Pour ne rien arranger, leur traceur de navigation [NdlR, appareil qui intègre les données GPS avec une carte nautique électronique] est en panne, le bateau de 70 tonnes se dirigeant non pas au doigt mouillé mais à l'aide d'...iPhones et de cartes à l'ancienne (ce qui pour le commun des mortels revient au même) : « nous naviguons actuellement dans les eaux micronésiennes, à un mois de navigation du premier port indonésien. Le vent des alizés (est, nord-est) est consistant mais à mesure que nous nous rapprocherons de l'équateur, nous rencontrerons des vents faibles et variables appelés pot-au-noir ou doledrums par les marins. » Le pot-au-noir, toute personne ayant eu vent, sans mauvais de jeu de mots, des tours du monde à la voile, connaît la chose : synonyme d'interminables surplaces.

L'atoll nucléaire

Fin mai, l'équipage de l'Arka Kinari est tenté d'accoster sur le Johnston Atoll, un territoire américain jadis utilisé pour des essais d'armes nucléaires et entreposer armes chimiques mais sans réponse à leur appel, a préféré ne pas violer la zone de sécurité de trois milles qui l'entoure. Et peut-être ne pas contrevenir à ses convictions en abordant une décharge de déchets nucléaires. Ajoutez à cela que la saison des typhons s'apprête à montrer le bout de son très gros nez et vous avez une vue d'ensemble sur les joies d'être coincé au milieu du Pacifique.

Et même si les nouvelles arrivent enfin d'un déconfinement progressif du monde via leurs familles, il se trouve que l'Indonésie et l'Asie du Sud-Est ayant un mois de retard sur la fermeture des frontières, il en va donc de même pour leur réouverture. Les provisions, elles, commencent à fondre comme neige au soleil tropical (il reste essentiellement des produits secs tels que le riz).

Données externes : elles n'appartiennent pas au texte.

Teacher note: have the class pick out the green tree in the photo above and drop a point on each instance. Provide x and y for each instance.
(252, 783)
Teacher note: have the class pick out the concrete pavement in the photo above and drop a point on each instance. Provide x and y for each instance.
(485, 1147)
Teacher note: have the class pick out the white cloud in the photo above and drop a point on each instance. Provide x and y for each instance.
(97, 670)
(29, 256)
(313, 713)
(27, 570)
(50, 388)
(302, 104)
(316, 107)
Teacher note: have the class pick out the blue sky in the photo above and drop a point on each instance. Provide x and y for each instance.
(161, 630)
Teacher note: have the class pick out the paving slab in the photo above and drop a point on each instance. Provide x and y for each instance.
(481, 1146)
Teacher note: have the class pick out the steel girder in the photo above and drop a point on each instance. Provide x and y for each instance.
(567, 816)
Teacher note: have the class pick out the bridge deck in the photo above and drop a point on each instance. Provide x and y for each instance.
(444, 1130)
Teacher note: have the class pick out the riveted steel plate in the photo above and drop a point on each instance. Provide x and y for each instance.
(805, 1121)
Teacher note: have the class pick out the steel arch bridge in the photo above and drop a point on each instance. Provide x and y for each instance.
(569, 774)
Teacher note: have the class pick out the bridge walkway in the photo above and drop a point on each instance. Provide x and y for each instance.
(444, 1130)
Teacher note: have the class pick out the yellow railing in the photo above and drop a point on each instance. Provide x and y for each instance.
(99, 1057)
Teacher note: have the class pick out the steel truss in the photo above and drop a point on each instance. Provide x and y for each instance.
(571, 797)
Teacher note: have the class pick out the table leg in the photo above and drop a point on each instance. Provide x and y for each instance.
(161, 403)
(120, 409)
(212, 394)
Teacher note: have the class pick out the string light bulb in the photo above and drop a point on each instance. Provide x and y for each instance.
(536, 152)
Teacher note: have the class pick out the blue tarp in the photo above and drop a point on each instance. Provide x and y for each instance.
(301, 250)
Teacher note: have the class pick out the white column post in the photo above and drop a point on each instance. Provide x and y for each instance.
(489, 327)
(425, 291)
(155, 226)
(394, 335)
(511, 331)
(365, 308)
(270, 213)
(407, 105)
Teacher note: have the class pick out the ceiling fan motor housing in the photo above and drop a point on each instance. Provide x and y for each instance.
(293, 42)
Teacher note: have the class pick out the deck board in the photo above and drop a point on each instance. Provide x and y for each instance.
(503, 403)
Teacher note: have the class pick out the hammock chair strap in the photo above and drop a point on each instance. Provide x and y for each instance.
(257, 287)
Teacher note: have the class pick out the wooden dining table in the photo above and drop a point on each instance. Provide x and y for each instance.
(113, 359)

Pour l'heure, l'entrée et le débarquement des étrangers non résidents sont formellement interdit dans le pays mais toute la bande reste résolument optimiste (c'est une philosophie de vie que l'optimisme à tout crin). Au point que lorsqu'on lui demande ce que cette petite bande de Robinsons aquatiques fera une fois les pieds sur terre, Grey Filastine nous répond que leurs contacts indonésiens essaient de déterminer avec le gouvernement quand il leur sera possible de commencer la tournée sud-asiatique pour laquelle ils ont traversé le Pacifique. Ou même comment ils pourraient « être utiles par d'autres moyens. » Avec l'idée d'utiliser la tournée et ses différents événements pour sensibiliser le public au comportement sanitaire à adopter durant la pandémie (comme partir s'isoler au milieu du Pacifique, oserait-on ironiser) et distribuer du matériel médical dans les régions les plus isolées visées au départ.

À l'heure où nous écrivons ces lignes, Grey nous informe « qu'aucune promesse n'a pour l'heure été formulée par les autorités indonésiennes de pouvoir accoster mais qu'au moins le dialogue était ouvert, ce qui n'est déjà pas si mal. » La veille, ajoute-t-il, le mercredi 17 juin, l'équipage de l'Arka Kinari venait de se voir officiellement dénier l'accès à la Mélanésie et se trouvait dans l'attente d'une réponse de l'île de Guam, possible issue à cette odyssée en définitive plus kafkaïenne qu'homérique.